The silver ring’s thin band split in four to hold an oval-shaped gray diamond the exact color of Bash’s shadows. I pulled it onto my shaking finger, utterly unsurprised to find it a perfect fit. The diamond seemed to ripple in the moonlight as the clouds finally parted.
Gingerly, I stepped over the mushrooms now swaying mockingly in the breeze. Stumbling backwards the second I was free of the circle, I fell to my knees, struggling to breathe.
The night flickered strangely as a gust of icy wind tore through the trees. But it wasn’t the source of my shivering as I slowly got to my feet, my steps far heavier than when I came here. I managed one, shuddering inhale, my exhale cut off in a sharp gasp that was quickly carried away with the wind.
Chapter 22
Bash
The emotions Eva sent down our bond felt somewhat muted, though they were such a whirlwind that I knew she must have succeeded. I updated the others as we shivered by the horses. Yet there was something about what she was feeling that made me uneasy, the grimy taste of something like…dread.
My finger went to my palm, the impulse almost unconscious.
Any luck?
I stared at my empty palm, trying not to think about how much her lack of response reminded me of those days I had done nothing while she had been imprisoned, thinking she was safe with her prince. How I had watched that same crease-lined space during each insufferable hour after she had been taken from me the second time.
Just as I was about to head back to the faerie mound to check on her, consequences be damned, Eva stepped out from between the trees. Her face was too pale in the moonlight, looking lost even though she had easily found us. As her gaze met mine, her face twisted in something resembling a flinch before her expression shuttered.
My sudden nausea worsened when she didn’t immediately speak once she reached us, as though carefully parsing through what she wanted to say. Her fingernails dug into the rose-shaped scar on her palm, a sign of her nerves I knew she wasn’t conscious of making.
What could the sprite have told her that had her this shaken?
When she spoke, her voice was carefully devoid of emotion. “I found her. But I’m not sure if we can make it before he…”
“Make it where?” Yael asked impatiently.
“To Adronix,” Eva said coolly. “The sprite said there’s a secret mirror, the Seeing Mirror, that will bring those who enter to the Choosing.That’swhy Aviel brought me north. Why he was waiting to bring me with him before he stole my magic. If he makes it through first, he’ll be able to be crowned High King.”

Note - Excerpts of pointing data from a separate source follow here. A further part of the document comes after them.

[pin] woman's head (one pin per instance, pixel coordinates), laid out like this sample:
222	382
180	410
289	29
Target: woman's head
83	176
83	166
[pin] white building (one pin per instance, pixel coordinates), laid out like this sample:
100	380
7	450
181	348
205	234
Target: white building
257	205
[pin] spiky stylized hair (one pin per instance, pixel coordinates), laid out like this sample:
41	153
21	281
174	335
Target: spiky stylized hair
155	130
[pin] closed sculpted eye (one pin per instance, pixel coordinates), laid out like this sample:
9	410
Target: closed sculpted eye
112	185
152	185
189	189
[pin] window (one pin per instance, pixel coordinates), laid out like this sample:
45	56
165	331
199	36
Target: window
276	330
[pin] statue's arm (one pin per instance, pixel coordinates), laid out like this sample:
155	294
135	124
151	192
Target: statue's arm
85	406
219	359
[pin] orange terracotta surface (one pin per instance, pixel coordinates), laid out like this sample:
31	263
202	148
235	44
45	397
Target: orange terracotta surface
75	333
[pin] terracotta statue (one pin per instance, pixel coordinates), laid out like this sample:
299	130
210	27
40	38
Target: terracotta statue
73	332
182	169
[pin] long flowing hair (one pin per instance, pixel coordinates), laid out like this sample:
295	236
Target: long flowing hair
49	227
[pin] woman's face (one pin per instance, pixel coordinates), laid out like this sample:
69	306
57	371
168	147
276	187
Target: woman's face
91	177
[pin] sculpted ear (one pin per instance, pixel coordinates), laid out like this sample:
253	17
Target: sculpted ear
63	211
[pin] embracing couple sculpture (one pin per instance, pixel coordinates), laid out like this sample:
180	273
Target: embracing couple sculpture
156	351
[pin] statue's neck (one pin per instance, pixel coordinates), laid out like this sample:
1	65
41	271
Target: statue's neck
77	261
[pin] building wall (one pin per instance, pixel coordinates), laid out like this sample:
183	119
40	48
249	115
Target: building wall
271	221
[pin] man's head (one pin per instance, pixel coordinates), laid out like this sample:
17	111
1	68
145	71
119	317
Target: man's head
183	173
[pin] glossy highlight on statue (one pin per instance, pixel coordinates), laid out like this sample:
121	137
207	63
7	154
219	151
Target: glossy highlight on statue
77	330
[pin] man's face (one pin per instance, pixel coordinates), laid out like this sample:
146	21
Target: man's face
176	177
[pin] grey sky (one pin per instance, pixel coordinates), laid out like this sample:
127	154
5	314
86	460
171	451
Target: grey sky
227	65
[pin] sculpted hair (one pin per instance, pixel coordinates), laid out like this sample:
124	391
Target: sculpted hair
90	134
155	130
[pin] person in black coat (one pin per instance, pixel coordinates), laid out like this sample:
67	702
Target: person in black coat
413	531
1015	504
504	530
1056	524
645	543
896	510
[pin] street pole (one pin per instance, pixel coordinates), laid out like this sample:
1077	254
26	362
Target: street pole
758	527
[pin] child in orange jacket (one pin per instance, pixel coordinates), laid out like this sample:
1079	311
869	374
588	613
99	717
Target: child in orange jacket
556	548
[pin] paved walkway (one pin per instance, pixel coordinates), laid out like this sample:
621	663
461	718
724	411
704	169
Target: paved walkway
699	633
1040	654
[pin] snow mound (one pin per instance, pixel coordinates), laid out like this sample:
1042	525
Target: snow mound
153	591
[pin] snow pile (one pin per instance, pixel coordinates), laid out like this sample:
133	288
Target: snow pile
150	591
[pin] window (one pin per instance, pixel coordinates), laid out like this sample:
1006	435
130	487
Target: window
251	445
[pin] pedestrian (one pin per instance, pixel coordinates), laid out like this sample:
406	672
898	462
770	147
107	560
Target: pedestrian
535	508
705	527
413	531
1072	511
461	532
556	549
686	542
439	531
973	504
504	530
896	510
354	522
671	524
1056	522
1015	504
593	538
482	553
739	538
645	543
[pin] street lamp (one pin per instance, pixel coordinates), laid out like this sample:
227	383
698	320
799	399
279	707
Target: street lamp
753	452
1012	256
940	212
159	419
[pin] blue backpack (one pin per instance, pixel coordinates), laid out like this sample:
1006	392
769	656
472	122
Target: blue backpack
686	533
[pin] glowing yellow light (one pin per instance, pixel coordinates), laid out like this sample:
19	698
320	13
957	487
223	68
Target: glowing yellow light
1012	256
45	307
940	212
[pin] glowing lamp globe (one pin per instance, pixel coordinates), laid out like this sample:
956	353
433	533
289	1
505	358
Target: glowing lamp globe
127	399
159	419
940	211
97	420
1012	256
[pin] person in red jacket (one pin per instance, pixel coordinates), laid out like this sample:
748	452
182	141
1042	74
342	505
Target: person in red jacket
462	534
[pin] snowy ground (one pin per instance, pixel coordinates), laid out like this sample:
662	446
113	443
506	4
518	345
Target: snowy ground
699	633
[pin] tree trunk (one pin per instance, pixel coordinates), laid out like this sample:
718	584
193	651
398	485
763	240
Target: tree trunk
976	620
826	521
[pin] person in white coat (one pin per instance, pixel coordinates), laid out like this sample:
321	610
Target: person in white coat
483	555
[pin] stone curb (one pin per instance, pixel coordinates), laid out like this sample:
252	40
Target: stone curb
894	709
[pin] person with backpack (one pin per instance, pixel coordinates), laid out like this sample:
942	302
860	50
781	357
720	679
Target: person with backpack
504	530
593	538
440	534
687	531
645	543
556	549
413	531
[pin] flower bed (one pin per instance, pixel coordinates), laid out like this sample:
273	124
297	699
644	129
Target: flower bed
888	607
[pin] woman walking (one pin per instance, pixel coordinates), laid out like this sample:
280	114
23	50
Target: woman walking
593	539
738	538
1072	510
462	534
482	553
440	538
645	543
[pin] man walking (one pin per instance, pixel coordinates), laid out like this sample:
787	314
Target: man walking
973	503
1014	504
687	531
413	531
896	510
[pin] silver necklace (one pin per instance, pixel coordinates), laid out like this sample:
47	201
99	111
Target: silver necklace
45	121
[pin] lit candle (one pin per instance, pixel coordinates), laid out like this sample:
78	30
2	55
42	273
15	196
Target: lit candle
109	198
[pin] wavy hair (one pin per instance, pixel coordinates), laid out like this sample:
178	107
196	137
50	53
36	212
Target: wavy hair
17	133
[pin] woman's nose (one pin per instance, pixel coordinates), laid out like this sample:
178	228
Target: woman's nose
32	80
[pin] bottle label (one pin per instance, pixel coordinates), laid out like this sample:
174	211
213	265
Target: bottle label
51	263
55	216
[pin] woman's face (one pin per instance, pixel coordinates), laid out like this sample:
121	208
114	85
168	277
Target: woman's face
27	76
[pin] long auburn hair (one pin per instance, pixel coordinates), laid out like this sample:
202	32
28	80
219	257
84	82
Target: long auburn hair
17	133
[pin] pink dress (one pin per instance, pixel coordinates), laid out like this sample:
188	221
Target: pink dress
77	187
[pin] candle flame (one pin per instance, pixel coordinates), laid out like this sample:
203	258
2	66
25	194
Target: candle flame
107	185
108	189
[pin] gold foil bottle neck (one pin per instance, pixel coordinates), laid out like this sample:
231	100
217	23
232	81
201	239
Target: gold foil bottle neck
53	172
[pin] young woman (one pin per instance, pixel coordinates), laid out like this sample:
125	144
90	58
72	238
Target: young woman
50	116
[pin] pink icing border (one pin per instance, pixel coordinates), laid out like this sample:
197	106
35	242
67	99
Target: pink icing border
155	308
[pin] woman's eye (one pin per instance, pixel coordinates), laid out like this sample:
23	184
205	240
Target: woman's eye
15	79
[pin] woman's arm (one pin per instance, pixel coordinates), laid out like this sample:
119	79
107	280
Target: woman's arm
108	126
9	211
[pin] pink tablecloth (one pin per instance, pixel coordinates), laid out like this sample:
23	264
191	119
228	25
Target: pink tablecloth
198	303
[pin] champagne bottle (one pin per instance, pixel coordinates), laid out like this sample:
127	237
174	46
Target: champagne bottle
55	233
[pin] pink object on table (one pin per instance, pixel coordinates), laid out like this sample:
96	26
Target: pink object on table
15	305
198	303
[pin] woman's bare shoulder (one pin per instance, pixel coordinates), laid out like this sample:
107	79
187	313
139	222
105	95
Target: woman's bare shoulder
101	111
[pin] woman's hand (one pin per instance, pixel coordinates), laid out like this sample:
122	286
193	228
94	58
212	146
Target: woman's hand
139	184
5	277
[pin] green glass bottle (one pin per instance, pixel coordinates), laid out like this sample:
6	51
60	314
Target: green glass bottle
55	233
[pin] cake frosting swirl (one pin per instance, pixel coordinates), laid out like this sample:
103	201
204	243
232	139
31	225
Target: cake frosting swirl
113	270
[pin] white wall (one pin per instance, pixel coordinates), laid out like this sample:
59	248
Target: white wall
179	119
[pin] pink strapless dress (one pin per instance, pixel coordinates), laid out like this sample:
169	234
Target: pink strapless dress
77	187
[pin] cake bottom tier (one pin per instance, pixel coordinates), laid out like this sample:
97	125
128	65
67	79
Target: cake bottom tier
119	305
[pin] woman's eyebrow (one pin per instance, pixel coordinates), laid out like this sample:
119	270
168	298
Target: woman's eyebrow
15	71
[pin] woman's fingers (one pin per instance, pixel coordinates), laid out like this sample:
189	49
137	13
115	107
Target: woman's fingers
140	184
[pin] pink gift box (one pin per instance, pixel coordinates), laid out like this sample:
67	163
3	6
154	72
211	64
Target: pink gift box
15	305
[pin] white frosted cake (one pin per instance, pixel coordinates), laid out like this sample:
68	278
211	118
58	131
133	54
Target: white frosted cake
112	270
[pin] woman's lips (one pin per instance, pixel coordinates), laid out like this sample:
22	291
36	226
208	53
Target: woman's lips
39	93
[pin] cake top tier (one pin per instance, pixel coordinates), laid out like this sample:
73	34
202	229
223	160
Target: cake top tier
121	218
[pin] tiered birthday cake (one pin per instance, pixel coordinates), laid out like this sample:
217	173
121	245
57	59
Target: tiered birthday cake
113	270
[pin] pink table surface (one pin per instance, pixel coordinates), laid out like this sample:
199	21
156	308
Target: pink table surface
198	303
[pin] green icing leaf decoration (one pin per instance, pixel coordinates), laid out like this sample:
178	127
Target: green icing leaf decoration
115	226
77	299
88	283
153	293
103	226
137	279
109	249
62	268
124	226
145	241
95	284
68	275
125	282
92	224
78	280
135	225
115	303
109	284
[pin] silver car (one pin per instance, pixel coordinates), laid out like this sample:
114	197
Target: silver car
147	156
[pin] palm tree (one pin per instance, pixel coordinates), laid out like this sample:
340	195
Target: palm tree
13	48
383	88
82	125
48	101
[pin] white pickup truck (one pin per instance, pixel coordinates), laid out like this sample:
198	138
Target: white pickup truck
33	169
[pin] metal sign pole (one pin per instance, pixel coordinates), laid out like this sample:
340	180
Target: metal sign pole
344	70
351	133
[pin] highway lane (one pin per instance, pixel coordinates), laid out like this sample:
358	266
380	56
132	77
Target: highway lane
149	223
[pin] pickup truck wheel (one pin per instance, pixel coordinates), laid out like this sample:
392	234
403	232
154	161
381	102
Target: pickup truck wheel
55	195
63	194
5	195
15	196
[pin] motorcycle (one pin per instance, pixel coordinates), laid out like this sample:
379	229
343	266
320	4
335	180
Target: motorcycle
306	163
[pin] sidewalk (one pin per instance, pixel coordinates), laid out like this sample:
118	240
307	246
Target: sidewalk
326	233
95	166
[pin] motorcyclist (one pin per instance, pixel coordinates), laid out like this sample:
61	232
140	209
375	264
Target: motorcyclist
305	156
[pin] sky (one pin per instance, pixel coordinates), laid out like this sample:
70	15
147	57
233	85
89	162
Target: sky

Rivan swore. “And once that’s bound in the magic of the land, he’ll be truly unstoppable.”
Eva nodded, but I noticed Quinn’s brow furrow.
“The High King or Queen receives power from the land itself once they are coronated,” I explained quietly.
“And with what Aviel can already do…” Yael grimaced. “Let’s just say that magic is best left to you, Your Majesty.” She gave Eva a short bow, frowning as she barely reacted. “Because if we can’t stop him before that happens, it’ll be infinitely harder after.”
“I take it that we can’t just mirror there?” Tobias asked dryly. But I noticed he, too, was watching his sister carefully, his usual detachment slipping due to his obvious concern. He and Quinn exchanged a worried look, the latter’s fingertips glowing faintly as though her magic could fix whatever ailed my silentanima.
“It’s a gateway to the Choosing, not a gateway to Adronix,” Yael replied with a sigh. “And due to the prison below the mountain, there was never supposed to be a mirror there.”
“We’ll have to go the long way,” Rivan said. “Besides, as we can assume that traveling there is the next step of Aviel’s plan, we’ll need to bring an army to match his.”
Eva shifted on her feet and something in the set of her shoulders, her downturned mouth, gave me pause. There was something wild, something desperate sneaking down our bond that seemed out of place, even with the understandable anxiety of getting to Adronix before him.
There was more to it. I just couldn’t put my finger on it.
“Is that all?” I asked, my unease building at the carefully blank expression on her face. Then the tumult of her emotions ceased as the wall she had built between us all too easily blocked me out.
Eva hesitated, looking anywhere but at me. I stared at her with panic building in my chest.